In this post, Ricki Rosenfeldt writes about their recent paper on the modulation of heavy metal toxicity by nanoparticles.

Gammarid feeding on a black alder leaf (photo by F. Seitz & R. Rosenfeldt)

Gammarid feeding on a black alder leaf (photo by F. Seitz & R. Rosenfeldt)

Titanium dioxide nanoparticles are increasingly used in consumer products, including food, toothpaste, and sunscreen. This extensive usage increases the probability of the nanoparticles’ unintentional release into the aquatic environment where they co-occur with, and likely modify the toxicity of, other stressors. Titanium dioxide nanoparticles may, for instance, adsorb dissolved metals to their surface. Thereby, the concentration of freely available metal ions in the water phase is reduced. At the same time, the nanoparticles together with the adsorbed metals agglomerate and settle, ultimately leading to increasing concentrations in the sediment. This scenario may endanger benthic organisms, such as leaf-shredding freshwater shrimps.

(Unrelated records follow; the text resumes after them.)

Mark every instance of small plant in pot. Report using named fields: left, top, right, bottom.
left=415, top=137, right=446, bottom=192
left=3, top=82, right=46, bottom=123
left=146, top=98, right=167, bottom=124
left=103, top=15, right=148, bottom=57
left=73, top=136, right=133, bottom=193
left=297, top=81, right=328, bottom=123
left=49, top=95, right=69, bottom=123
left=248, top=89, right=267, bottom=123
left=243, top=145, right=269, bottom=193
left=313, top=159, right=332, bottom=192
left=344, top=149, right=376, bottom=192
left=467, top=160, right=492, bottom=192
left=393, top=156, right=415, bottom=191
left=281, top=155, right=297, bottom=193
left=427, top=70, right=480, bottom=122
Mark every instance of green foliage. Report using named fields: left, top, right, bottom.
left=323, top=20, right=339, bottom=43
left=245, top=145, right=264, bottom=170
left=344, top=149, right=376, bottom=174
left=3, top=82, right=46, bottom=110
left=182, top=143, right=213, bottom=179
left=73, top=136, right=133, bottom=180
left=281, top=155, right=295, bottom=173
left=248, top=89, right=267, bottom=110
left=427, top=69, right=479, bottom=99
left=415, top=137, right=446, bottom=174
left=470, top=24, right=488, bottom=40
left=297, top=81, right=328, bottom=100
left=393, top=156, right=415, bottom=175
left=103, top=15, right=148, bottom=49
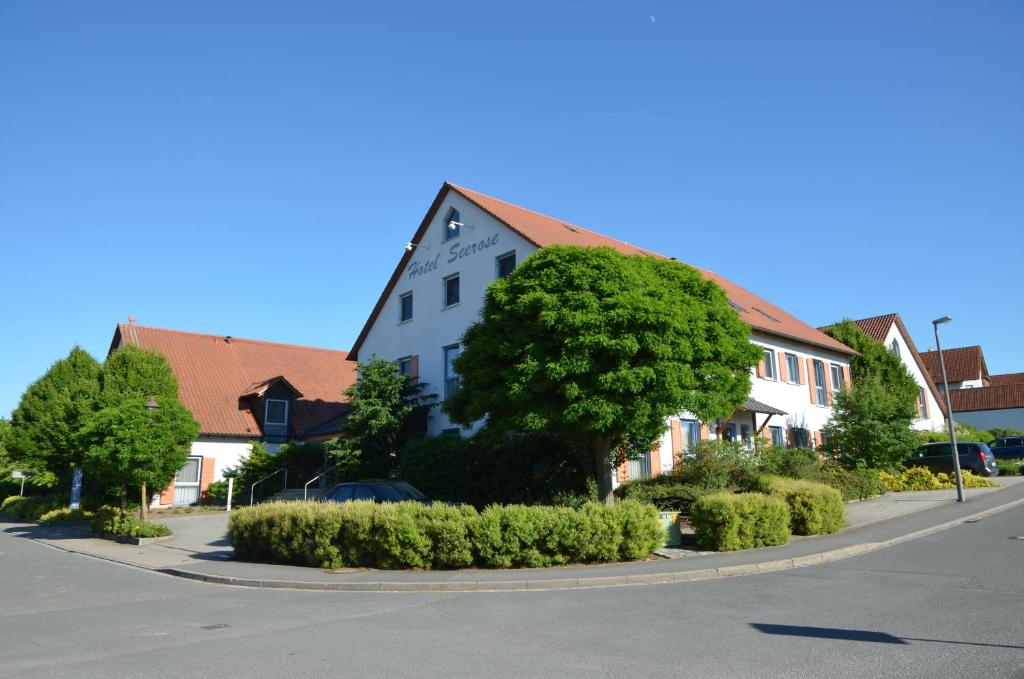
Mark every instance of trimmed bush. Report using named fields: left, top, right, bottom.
left=763, top=476, right=846, bottom=536
left=39, top=507, right=93, bottom=523
left=92, top=505, right=171, bottom=538
left=690, top=493, right=790, bottom=552
left=228, top=502, right=664, bottom=569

To assess for potential risks induced by this pathway, we investigated the individual and combined toxicity of a heavy metal (i.e., copper) and titanium dioxide nanoparticles in a full-factorial experimental design with the freshwater shrimp Gammarus fossarum as test organism. Our results show that titanium dioxide nanoparticles reduced the copper toxicity, both at the lethal and sublethal levels. This pattern may be explained by the adsorption of copper to the titanium dioxide nanoparticles, which reduced the bioavailability of copper (see also our earlier publication on the water flea Daphnia magna). Despite the observed mitigating effect for copper, titanium dioxide nanoparticles affected gammarids’ individual physiological development potentially impacting their population development in the long run. Therefore, it seems sensible to thoroughly investigate for such potential side-effects, before titanium dioxide nanoproducts are judged as environmentally safe or are even suggested for remediation purposes in the field.

Further details can be found in our recent publication in the journal Aquatic Toxicology, which was authored by Ricki R. Rosenfeldt, Frank Seitz, Jochen P. Zubrod, Alexander Feckler, Tobias Merkel, Simon Lüderwald, Rebecca Bundschuh, Ralf Schulz, and Mirco Bundschuh.